Big time shout-out to Hannah Oliver Depp of Loyalty Bookstore. I am forever in awe of everything Hannah does (who has the time?!) and cannot tell you how amazing it was to meet a young Black woman with her own bookstore. It made me realize, well damn, maybe I could do that one day too! Hannah works so hard and has created a beautiful bookstore for folks here in the District to visit--whenever we don't have a book, I always send folks over to Loyalty.

Now, I also gotta shout out a couple names here at Busboys. My book buyer, Ellie Eaton, constantly amazes me! Ellie started with Busboys as a server way back when, and they switched over to the bookstore side and quickly climbed the ranks to become supervisor. When the pandemic first hit, we were all trying to figure out ways to stay afloat and support our booksellers--Ellie even offered up their own PTO in an attempt to support our booksellers back when we had no idea what was going to follow. We both came into our roles in November of 2020 as book buyer and director of operations together, with the pandemic looming and a Christmas shutdown here in the District that affected our busiest season of the year. I won't lie: I was worried as hell that we wouldn't be able to navigate these new waters, but Ellie has proven to be an amazing book buyer, coworker, number two and friend.
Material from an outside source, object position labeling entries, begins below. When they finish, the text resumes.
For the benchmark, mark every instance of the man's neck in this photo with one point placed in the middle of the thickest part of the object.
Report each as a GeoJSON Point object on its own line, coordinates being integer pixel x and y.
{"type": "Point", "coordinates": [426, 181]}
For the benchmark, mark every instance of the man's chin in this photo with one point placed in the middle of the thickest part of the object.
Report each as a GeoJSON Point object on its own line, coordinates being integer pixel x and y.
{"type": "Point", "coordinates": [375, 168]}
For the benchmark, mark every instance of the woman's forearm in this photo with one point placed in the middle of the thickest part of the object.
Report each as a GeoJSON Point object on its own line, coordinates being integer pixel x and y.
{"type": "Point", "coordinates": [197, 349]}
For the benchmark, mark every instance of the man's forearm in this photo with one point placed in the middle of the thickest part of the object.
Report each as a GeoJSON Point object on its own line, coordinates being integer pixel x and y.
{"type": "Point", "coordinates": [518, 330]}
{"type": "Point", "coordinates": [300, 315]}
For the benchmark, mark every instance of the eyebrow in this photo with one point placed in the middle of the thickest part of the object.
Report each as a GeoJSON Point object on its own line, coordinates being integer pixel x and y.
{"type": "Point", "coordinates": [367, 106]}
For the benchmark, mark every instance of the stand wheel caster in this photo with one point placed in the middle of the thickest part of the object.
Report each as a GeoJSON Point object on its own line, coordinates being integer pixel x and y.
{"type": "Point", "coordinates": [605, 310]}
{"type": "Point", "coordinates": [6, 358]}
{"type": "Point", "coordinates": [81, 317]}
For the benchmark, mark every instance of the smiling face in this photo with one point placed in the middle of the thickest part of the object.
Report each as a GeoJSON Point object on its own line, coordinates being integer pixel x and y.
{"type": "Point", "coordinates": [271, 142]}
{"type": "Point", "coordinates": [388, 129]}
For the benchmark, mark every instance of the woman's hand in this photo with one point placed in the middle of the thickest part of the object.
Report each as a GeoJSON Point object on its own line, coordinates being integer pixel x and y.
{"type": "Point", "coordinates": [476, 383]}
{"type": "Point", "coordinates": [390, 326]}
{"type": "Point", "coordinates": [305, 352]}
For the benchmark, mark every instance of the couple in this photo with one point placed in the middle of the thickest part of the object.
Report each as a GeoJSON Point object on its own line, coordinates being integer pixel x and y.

Finally, I want to shout out Kurt Stand, supervisor for our Hyattsville location. Kurt comes from New York City originally and was a bookseller back in the days when you could smoke indoors. He was my original supervisor when I joined Busboys, and he was the most welcoming and genuine boss, so supportive of me taking more responsibility and tasks around the bookstore, and quick to recognize my potential and my interest in bookselling from the beginning. Without that nurturing vibe, I'm not sure I would've been as steadfast in my journey in the bookselling industry. Kurt remains an amazing source of support for me, and I am proud to call him a coworker and friend.